Egalement adepte de l'EMDR, Lisa a consulté pour un problème d'émétophobie (peur de vomir ou que les autres vomissent), "incompatible avec trois enfants en bas âge". Elle se souvient avoir "beaucoup pleuré, durant les rendez-vous" d'où elle ressortait "en miettes, avec une grande fatigue". Le rituel différait légèrement de celui décrit par Estelle: "La thérapeute a ciblé la cause de ma phobie. Puis, au lieu d'utiliser un stylo/baton pour le mouvement des yeux, elle tapotait mes genoux en me parlant, et en me faisant revenir des souvenirs cachés." 

 

Au bout de quatre séances, la thérapeute de Lisa lui annonce que c'est suffisant. "Je ne l'ai pas crue", se rappelle la jeune femme. Et pourtant. "Décembre est arrivé, avec ses promesses de gastros. Je n'étais pas à l'aise mais aucune comparaison avec ce que j'avais pu vivre auparavant... Je n'allais pas voir mes enfants en pleine nuit "au cas où", je m'endormais apaisée, et plus à 4h du matin.

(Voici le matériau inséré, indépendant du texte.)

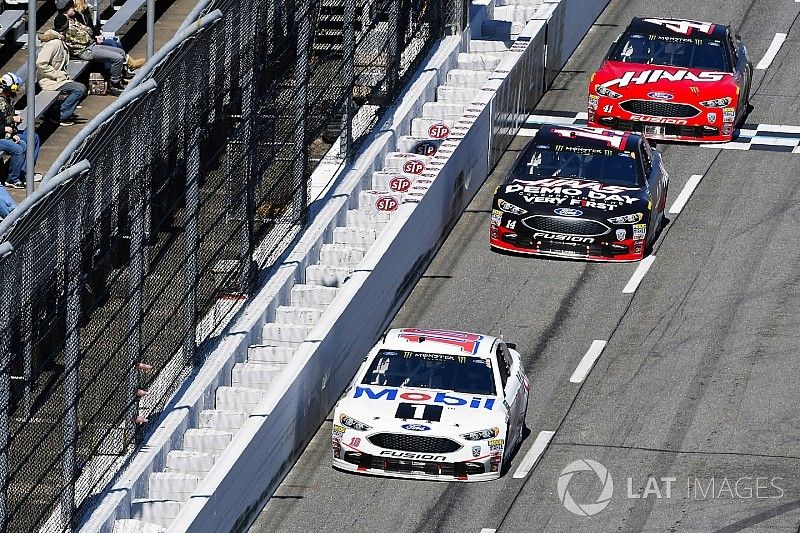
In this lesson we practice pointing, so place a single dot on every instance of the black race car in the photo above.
(583, 193)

Je n'étais plus obsédée par cette crainte qu'ils ne vomissent. L'EMDR a changé ma vie", conclut-elle.  

 

Un témoignage qui fait écho à celui de Sandrine. Cette dernière souffrait d'insomnies à répétition dues à la résurgence de problèmes d'enfance: "Le lendemain de la séance, je n'ai plus eu besoin de cachets pour dormir, ni de décontractants." Idem pour Mathias, qui a eu recours à l'EMDR après un vol à l'arraché de téléphone "particulièrement violent", dont le souvenir l'empêchait de reprendre le métro. "Je ne saurais l'expliquer mais le fait est que je ne ressens plus cette terreur désormais. Je me souviens du vol, mais cela ne m'empêche plus de vivre normalement." 

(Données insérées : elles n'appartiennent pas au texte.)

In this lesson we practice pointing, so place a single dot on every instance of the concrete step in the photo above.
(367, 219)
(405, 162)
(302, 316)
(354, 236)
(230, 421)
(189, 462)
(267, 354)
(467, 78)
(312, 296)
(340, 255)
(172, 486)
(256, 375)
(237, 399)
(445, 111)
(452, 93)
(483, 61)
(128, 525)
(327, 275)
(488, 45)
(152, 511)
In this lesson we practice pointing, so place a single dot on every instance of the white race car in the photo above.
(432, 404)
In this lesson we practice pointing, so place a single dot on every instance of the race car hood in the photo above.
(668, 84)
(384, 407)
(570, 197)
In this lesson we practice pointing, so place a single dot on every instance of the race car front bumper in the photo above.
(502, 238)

Une thérapie qui a ses détracteurs

Attention toutefois, l'EMDR ne marche pas à tous les coups. Cécile par exemple, qui est allée consulter sur les conseils de son entourage, n'a absolument pas vu sa vie changer après les séances. "J'y suis allée parce qu'après le harcèlement de mon patron, je suis tombée en dépression. Mais cela n'a rien donné. J'ai eu la sensation d'être trompée sur la marchandise, d'être prise pour une oie, à vrai dire. Pour moi, c'est un gadget, quelque chose qui peut éventuellement marcher sur des personnes crédules, mais pas sur moi." Actuellement en analyse, elle rejoint certains psychanalystes qui voient dans cette méthode "une sorte d'hypnose ou de conditionnement, ne réglant pas les problèmes en profondeur". 

 

"Peu de personnes ne sont pas réceptives mais oui cela peut arriver, surtout chez des patients très attachés à la rationalité, reconnaît Emmanuelle Lacroix. Mais, précise-t-elle, j'ai déjà eu des patients qui n'y croyaient pas du tout et qui ont réagi quand même."  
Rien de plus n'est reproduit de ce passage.